In Annesas Appel’s (Amsterdam, 1978) first solo museum exhibition, De Hallen Haarlem offered an overview of her projects from the past five years. Included was the four-part artist book Notebook(2009). For this work Appel took apart a Macbook and scanned all the individual parts (screws, PCB’s, wires). On the basis of these scans she made digital drawings of the parts that she subsequently sorted according to visual similarity: screws with screws, keys with keys, wires with wires. After this deconstruction Appel ‘decoded’ all the minute details of the motherboard and classified these according to similarity: lines, squares, circles, stripes, etc. Consequently an astonishing new interpretation unfolds of an object we all know, full of visual and poetic associations. The computer disintegrates into a new abstract alphabet, which can be read as a labyrinthine and futuristic map with architectural qualities.
The exhibition on the upper floor of the Vleeshal showed two of Annesas Appel’s other large projects:Ruiten Alfabet (2006), in which checked patterns are produced on the basis of a language, and colour formula and her most recent work Colours_ a mathematical tale (2011), in which she presents a new visual interpretation of the book covers in her own bookcase.
On the occasion of this exhibition Appel made the small-edition print 429 Titles of Books that was for sale at De Hallen Haarlem.
Annesas Appel systematically maps existing objects from her everyday surroundings and analyses their formal characteristics. This process indeed results in fixed digital inventories, yet the careful manual execution (Appel prints and binds her books with her own hands) gives it a distinctly personal and warm quality. Her work moves on the edges of autonomous art and graphic design.
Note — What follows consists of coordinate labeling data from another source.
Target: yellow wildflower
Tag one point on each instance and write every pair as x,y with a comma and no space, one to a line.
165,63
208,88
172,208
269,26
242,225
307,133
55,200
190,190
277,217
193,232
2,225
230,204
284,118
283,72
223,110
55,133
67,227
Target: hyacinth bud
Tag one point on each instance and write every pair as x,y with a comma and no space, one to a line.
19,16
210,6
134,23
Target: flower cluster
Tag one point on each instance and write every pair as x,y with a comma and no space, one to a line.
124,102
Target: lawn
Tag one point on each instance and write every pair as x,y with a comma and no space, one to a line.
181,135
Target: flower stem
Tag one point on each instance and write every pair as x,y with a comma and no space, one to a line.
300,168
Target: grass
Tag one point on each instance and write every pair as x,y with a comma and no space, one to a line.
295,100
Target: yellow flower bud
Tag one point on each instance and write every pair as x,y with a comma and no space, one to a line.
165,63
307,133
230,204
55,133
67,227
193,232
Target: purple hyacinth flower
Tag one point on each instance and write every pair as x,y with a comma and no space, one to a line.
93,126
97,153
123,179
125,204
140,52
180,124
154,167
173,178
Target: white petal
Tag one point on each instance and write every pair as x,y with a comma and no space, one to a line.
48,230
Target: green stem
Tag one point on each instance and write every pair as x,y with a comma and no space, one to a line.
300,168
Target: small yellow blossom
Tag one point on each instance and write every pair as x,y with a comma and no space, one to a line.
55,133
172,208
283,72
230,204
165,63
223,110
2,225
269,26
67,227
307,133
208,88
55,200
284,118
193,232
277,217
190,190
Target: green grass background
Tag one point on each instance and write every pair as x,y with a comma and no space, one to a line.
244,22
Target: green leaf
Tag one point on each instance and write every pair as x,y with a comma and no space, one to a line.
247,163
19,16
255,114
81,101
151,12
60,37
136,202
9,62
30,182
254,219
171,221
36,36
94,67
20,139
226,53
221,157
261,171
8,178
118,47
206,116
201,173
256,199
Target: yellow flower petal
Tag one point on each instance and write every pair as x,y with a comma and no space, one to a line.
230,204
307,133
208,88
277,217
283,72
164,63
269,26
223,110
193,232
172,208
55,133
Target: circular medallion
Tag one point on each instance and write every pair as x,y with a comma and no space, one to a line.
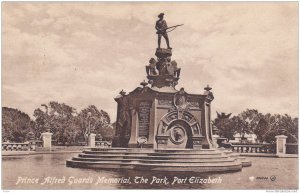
177,134
142,140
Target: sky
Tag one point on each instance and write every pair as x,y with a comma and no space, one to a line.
83,54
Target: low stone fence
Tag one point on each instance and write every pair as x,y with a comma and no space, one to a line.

Through her systematic and analytical methods Appel tries to get to grips with the invisible systems operating her direct environment. One could describe her art with the term mapping: her work is related to the currently ubiquitous visualisation of data that aims to provide an expressive insight into dry statistics. Appel departs from specific data that surround her on a daily basis (the colours of her bookcase, the length of country borders in an atlas, the form of her clothes) and translates these into a completely comprehensive language of her own.